I hadn’t shaved off my goatee on purpose since my wedding day in 2005 — there was that time in 2006 it came off, but that’s because the neighbor decided it would be a great idea to light off M-80 firecrackers in a sofa near my apartment just at the moment I was pulling a razor near my chin. I remember that morning all too well.
BOOM!
It was in that instant that half my chin became painfully exposed. Thankfully it was only hair that was removed and not half my face. I tell you, I was sure glad when the city finally disposed of that sofa. I could at least shave knowing that travesty would not happen again.
I’m not the type that has some kind of emotional connection to facial hair. I just started sporting a goatee back in college to make me look older so I could get into the bars easier. It was a necessity then that just stayed with me all these years.
Anyway, back to Monday. If I wanted to train, I had to shave.
I couldn’t believe that my arm started to move on its own, taking off the fuzz above my lip. Five minutes later, I cleaned up the last remnants of my goatee, washed the remaining shaving cream off my face and looked back in the mirror and couldn’t recognize the man in the mirror.

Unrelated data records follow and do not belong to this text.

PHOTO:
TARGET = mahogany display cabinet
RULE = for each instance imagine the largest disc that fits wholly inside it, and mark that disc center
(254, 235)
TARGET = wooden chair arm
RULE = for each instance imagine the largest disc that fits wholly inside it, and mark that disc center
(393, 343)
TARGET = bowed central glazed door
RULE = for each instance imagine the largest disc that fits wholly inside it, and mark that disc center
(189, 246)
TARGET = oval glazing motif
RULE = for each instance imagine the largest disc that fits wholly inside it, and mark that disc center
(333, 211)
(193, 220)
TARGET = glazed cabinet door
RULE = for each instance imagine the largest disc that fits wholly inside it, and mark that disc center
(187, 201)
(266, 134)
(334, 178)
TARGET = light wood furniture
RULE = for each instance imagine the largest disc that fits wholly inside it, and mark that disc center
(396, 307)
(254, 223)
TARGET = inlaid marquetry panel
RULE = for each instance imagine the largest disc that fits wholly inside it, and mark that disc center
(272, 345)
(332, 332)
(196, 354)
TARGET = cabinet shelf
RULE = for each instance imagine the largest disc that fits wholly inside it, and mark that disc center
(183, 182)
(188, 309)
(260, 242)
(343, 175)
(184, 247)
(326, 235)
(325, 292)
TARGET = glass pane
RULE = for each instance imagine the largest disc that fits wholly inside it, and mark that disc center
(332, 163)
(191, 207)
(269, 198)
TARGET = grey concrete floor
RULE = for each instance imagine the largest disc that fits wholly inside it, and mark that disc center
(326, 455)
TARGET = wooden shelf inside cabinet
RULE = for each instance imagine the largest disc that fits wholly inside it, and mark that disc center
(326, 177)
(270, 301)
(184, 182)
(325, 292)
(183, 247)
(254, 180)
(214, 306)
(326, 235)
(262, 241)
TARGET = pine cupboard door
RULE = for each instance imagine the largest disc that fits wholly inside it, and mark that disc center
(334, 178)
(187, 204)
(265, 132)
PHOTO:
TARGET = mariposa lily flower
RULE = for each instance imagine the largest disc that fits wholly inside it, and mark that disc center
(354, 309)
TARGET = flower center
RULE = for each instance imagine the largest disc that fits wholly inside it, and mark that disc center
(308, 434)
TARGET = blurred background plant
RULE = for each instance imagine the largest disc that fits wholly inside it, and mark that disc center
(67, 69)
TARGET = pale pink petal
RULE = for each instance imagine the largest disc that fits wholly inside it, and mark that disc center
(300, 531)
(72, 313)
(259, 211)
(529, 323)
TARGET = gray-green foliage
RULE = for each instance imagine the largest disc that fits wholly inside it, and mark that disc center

It would all be worth it, I kept telling myself. I stood in the back listening to the pre-drill instructions, rubbing my face as if that would help speed up the hair-growing process. After the instructions were done, we split up in four-person attack teams and I began to get ready for my first major firefighter training exercise.
Maybe shaving would be worth it after all.
That’s when our fire chief remembered I’m not air-pack certified, therefore making me ineligible to participate.
So while 38 other firefighters from Dover-Foxcroft, Milo, Charleston and Brownville took turns attacking a LP training exercise, I stood off to the side, wearing my turn-out gear, with my camera and notebook taking notes for a newspaper story.
All I could think of the whole time was, 1.) I need to get that air-pack training ASAP; and 2.) if all I was going to do was be a reporter, I would have left the goatee on.